I commented yesterday that I wanted to talk about something covered in Mark’s blog, namely if it was possible to create an analogy between Common Core standards in different disciplines with English Language Arts and CS as the two exemplars. In particular, Mark pondered, and I quote him verbatim:
”Students should read as much nonfiction as fiction.” What does that mean in terms of the notations of computing? Students should read as many program proofs as programs? Students should read as much code as comments?
This a great question and I’m not sure that I have much of an answer but I’ve been enjoying thinking about it. We bandy the terms syntax and semantics around in Computer Science a lot: the legal structures of the programs we write and the meanings of the components and the programs. Is it even meaningful to talk about fiction and non-fiction in these terms and where do these fit? I’ve gone in a slightly different direction from Mark but I hope to bring it back to his suggestions later on.
I’m not an English specialist, so please forgive me or provide constructive guidance as you need to, but both fiction and non-fiction rely upon the same syntactic elements and the same semantic elements in linguistic terms – so the fact that we must have legal programs with well-defined syntax and semantics pose no obstacle to a fictional/non-fictional interpretation.
Forgive me as I go to Wikipedia for definitions for fiction and non-fiction for a moment:
“Fiction is the form of any narrative or informative work that deals, in part or in whole, with information or events that are not factual, but rather, imaginary—that is, invented by the author” (Again, beware Wikipedia).
Now here we can start to see something that we can get our teeth into. Many computer programs model reality and are computerised representation of concrete systems, while others may have no physical analogue at all or model a system that has never or may never exist. Are our simulations and emulations of large-scale system non-fiction? If so, is a virtual reality fictional because it has never existed or non-fictional because we are simulating realistic gravity? (But, of course, fiction is often written in a real world setting but with imaginary elements.)

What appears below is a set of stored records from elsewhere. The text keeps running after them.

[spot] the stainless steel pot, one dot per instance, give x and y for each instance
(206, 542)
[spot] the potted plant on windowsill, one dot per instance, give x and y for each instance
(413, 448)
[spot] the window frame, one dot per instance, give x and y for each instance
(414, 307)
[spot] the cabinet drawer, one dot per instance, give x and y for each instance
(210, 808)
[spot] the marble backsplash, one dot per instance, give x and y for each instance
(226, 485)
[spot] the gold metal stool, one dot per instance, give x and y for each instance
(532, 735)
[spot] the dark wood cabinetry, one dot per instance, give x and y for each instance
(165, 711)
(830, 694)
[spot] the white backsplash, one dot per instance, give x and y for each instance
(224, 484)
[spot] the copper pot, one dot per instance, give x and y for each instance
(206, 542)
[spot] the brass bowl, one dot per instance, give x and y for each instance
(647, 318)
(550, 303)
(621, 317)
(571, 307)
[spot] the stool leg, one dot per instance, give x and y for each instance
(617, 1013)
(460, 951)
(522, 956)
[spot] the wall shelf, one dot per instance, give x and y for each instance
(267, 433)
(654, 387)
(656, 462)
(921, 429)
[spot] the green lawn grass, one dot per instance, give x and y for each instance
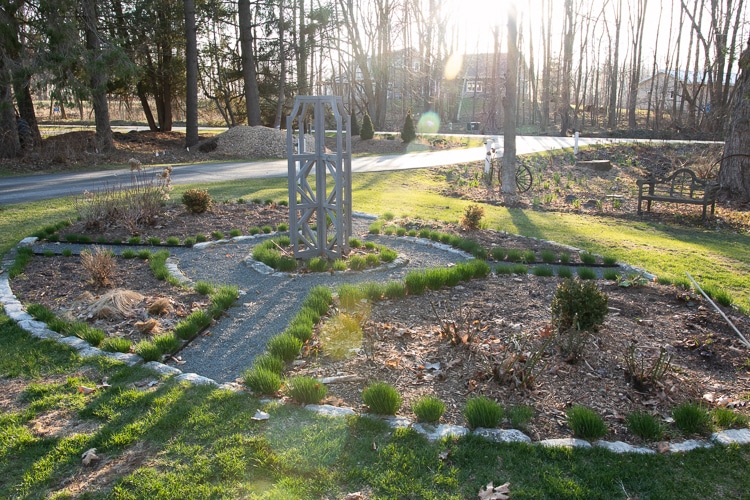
(180, 441)
(199, 442)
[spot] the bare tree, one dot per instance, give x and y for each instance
(509, 130)
(191, 84)
(97, 76)
(252, 95)
(734, 175)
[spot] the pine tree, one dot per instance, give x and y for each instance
(408, 134)
(367, 131)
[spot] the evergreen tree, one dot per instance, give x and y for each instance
(408, 133)
(367, 131)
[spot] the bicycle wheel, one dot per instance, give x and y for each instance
(523, 178)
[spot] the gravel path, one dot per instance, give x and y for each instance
(268, 302)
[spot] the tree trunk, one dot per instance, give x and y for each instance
(564, 109)
(191, 75)
(282, 69)
(734, 176)
(98, 78)
(252, 96)
(509, 131)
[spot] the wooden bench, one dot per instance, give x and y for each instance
(681, 187)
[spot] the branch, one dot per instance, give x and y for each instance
(742, 337)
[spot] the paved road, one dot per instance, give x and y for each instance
(25, 189)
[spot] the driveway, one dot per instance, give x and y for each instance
(25, 189)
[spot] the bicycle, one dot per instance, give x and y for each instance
(524, 179)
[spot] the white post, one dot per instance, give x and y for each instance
(488, 156)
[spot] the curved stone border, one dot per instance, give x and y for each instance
(15, 310)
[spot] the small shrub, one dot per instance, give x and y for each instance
(609, 260)
(262, 381)
(472, 218)
(588, 258)
(268, 361)
(578, 304)
(203, 287)
(691, 418)
(498, 254)
(357, 263)
(481, 411)
(115, 344)
(428, 408)
(520, 416)
(284, 346)
(610, 274)
(586, 423)
(366, 131)
(644, 425)
(306, 390)
(382, 398)
(196, 201)
(529, 256)
(548, 256)
(148, 351)
(100, 264)
(565, 272)
(543, 271)
(167, 343)
(586, 273)
(724, 418)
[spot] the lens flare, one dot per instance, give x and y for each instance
(428, 123)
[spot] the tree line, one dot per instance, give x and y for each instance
(579, 63)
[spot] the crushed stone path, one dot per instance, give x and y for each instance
(268, 302)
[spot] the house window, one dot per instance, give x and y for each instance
(474, 86)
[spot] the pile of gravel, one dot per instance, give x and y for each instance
(248, 142)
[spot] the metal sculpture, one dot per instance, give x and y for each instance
(320, 184)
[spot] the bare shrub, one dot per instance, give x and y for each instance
(100, 264)
(134, 206)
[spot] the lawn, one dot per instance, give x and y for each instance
(158, 438)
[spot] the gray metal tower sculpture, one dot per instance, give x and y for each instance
(320, 184)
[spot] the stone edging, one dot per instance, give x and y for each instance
(15, 311)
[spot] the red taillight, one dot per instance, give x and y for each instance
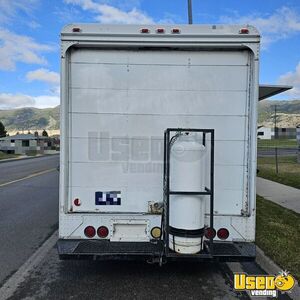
(210, 233)
(145, 30)
(77, 202)
(223, 233)
(244, 31)
(175, 30)
(90, 231)
(102, 231)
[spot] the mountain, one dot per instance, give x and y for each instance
(288, 113)
(24, 119)
(30, 119)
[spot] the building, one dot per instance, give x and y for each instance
(268, 133)
(265, 133)
(27, 144)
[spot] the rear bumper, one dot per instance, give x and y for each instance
(106, 250)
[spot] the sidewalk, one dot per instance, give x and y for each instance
(281, 194)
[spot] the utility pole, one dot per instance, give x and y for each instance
(190, 11)
(275, 123)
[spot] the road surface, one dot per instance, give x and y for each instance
(28, 209)
(29, 215)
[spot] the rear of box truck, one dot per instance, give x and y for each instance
(123, 87)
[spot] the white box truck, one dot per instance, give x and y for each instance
(158, 141)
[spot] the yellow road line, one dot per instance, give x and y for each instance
(27, 177)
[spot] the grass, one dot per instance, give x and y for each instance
(277, 234)
(288, 170)
(282, 143)
(6, 156)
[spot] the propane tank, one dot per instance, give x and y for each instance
(186, 212)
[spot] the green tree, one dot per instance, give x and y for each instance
(3, 132)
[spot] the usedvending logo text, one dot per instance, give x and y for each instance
(264, 285)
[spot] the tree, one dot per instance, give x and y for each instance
(3, 132)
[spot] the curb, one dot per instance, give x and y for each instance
(272, 268)
(27, 157)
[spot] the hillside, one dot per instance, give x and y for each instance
(24, 119)
(288, 113)
(32, 119)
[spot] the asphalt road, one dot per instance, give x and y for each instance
(16, 169)
(268, 151)
(28, 209)
(29, 214)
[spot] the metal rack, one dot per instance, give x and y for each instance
(167, 192)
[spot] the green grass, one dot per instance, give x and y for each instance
(288, 170)
(282, 143)
(6, 156)
(277, 234)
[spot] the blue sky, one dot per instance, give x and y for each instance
(29, 38)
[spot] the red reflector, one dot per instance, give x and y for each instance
(160, 30)
(90, 231)
(145, 30)
(102, 231)
(210, 233)
(244, 30)
(77, 202)
(175, 30)
(223, 233)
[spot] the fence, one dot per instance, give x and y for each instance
(278, 159)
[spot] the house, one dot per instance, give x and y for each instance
(26, 144)
(268, 133)
(265, 133)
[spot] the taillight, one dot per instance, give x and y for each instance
(77, 202)
(210, 233)
(244, 31)
(145, 30)
(160, 30)
(175, 30)
(102, 231)
(90, 231)
(156, 232)
(223, 233)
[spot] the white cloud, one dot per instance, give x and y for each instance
(282, 24)
(9, 101)
(109, 14)
(293, 79)
(20, 48)
(43, 75)
(9, 8)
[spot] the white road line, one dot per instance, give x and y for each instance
(27, 177)
(12, 284)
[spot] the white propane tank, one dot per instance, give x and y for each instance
(186, 212)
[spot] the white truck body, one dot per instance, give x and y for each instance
(121, 88)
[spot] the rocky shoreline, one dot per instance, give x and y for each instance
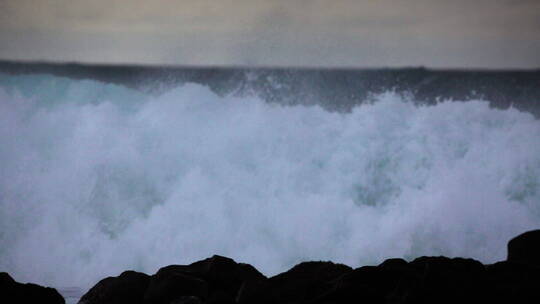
(222, 280)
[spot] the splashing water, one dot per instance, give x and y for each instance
(96, 179)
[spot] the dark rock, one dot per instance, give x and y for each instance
(512, 282)
(525, 248)
(370, 284)
(302, 283)
(14, 292)
(214, 280)
(187, 300)
(446, 280)
(166, 286)
(129, 287)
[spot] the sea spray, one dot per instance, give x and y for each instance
(96, 178)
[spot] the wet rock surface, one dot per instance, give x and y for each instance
(221, 280)
(424, 280)
(15, 292)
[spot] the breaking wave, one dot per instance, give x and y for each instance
(96, 178)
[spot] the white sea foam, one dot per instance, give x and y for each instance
(96, 179)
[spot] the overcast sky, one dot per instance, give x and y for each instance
(375, 33)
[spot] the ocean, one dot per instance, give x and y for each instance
(105, 169)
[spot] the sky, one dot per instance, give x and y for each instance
(339, 33)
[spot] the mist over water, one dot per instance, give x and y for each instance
(96, 179)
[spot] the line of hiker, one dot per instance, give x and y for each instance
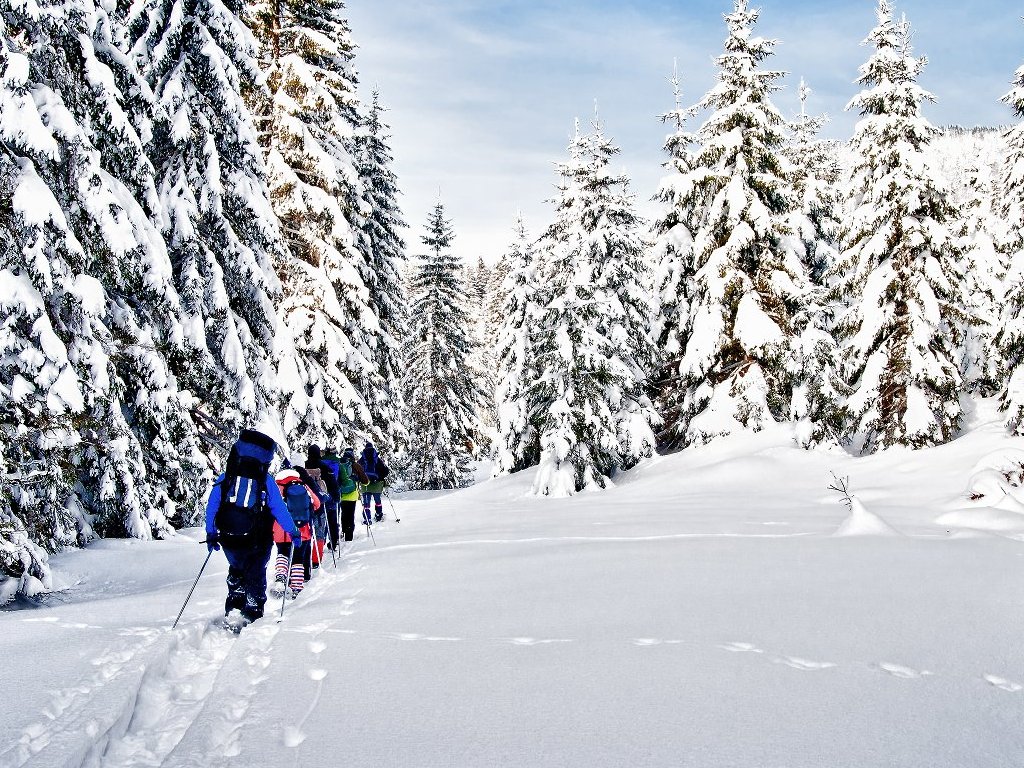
(250, 511)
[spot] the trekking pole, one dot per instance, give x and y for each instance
(393, 510)
(208, 554)
(288, 582)
(333, 539)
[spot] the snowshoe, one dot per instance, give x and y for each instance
(236, 621)
(279, 586)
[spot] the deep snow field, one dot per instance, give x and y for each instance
(701, 613)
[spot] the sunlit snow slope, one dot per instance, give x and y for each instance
(701, 613)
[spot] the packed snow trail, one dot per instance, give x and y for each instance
(700, 613)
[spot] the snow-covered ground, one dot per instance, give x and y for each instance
(701, 613)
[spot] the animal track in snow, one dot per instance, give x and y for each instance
(529, 641)
(293, 736)
(804, 664)
(740, 648)
(1004, 684)
(904, 673)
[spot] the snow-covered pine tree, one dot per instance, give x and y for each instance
(985, 272)
(901, 246)
(750, 279)
(1011, 337)
(672, 259)
(441, 389)
(815, 179)
(516, 444)
(816, 399)
(594, 346)
(216, 217)
(325, 367)
(384, 254)
(95, 433)
(478, 278)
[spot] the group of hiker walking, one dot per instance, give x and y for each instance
(304, 511)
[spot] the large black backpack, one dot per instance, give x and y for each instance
(243, 517)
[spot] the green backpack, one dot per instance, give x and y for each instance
(346, 483)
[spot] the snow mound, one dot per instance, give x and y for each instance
(994, 495)
(862, 522)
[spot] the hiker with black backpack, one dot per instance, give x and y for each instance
(350, 476)
(240, 517)
(377, 472)
(292, 567)
(333, 464)
(322, 473)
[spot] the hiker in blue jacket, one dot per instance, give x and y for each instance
(240, 516)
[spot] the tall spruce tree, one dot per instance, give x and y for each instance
(750, 279)
(441, 389)
(1011, 337)
(900, 245)
(384, 255)
(216, 217)
(593, 348)
(326, 370)
(95, 432)
(673, 260)
(985, 273)
(516, 444)
(817, 390)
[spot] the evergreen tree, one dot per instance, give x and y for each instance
(325, 369)
(900, 249)
(750, 279)
(516, 444)
(815, 181)
(673, 260)
(817, 390)
(594, 345)
(95, 432)
(985, 271)
(440, 386)
(384, 255)
(1012, 208)
(1011, 243)
(216, 217)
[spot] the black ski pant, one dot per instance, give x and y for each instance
(247, 579)
(348, 518)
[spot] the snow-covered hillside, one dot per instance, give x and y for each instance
(702, 612)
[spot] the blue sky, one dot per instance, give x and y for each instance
(483, 93)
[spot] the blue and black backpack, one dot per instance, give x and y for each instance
(243, 514)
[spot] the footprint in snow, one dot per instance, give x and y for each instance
(904, 673)
(804, 665)
(646, 642)
(293, 736)
(1003, 684)
(528, 641)
(740, 648)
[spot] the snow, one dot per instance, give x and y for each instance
(699, 612)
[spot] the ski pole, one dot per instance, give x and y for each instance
(393, 510)
(208, 554)
(288, 580)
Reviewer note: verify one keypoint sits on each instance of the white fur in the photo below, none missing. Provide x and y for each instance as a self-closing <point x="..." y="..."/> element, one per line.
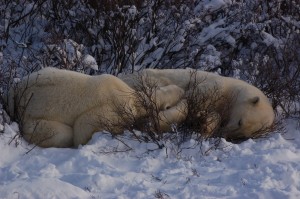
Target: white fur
<point x="246" y="117"/>
<point x="60" y="108"/>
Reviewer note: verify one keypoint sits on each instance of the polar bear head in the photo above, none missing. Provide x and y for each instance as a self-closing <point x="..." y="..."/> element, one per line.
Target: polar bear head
<point x="251" y="113"/>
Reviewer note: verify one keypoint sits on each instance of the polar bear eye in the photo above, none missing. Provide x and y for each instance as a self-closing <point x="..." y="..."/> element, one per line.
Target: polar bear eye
<point x="240" y="123"/>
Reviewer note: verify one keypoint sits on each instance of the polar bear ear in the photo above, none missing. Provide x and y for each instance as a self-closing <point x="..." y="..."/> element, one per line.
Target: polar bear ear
<point x="254" y="100"/>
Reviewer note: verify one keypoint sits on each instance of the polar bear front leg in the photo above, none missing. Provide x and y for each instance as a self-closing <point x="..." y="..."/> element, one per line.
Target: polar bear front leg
<point x="90" y="122"/>
<point x="46" y="133"/>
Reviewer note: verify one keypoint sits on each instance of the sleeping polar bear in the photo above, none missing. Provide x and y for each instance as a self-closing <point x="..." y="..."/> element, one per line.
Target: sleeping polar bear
<point x="250" y="111"/>
<point x="59" y="108"/>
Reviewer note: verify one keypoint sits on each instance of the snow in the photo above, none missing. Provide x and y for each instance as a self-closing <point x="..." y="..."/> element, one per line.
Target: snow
<point x="261" y="168"/>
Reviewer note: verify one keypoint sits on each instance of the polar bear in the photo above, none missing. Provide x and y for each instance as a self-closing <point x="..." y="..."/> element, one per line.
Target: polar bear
<point x="250" y="111"/>
<point x="60" y="108"/>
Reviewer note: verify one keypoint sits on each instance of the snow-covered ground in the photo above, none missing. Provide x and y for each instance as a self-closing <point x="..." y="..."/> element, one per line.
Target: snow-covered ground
<point x="262" y="168"/>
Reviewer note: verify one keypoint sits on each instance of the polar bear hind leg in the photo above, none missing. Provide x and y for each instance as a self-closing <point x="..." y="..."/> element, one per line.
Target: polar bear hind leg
<point x="46" y="133"/>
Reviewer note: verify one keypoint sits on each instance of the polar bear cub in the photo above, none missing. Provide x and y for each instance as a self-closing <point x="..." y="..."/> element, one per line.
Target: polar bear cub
<point x="250" y="111"/>
<point x="60" y="108"/>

From a software engineering perspective, I can see an advantage to making statements regarding abstract representations and concrete analogues, much as I can see a separation in graphics and game design between narrative/event engine construction and the physics engine underneath.
Is this enough of a separation? Mark’s comments on proof versus program is an interesting one: if we had an idea (an author’s creation) then it is a fiction until we can determine that it exists, but proof or implementation provides this proof of existence. In my mind, a proof and a program are both non-fiction in terms of their reification, but the idea that they span may still be fictional. Comments versus code is also very interesting – comments do not change the behaviour of code but explain, from the author’s mind, what has happened. (Given some student code and comment combinations, I can happily see a code as non-fiction, comment as fiction modality – or even comment as magical reality!)
Of course, this is all an enjoyable mental exercise, but what can I take from this and use in my teaching. Is there a particular set of code or comments that students should read for maximum benefit and can we make a separation that, even if not partitioned so neatly across two sets, gives us the idea of what constitutes a balanced diet of the products of our discipline?
I’d love to see some discussion on this but, if nothing here, then I’m happy to buy the first round of drinks at HERDSA or ICER to start a really good conversation going!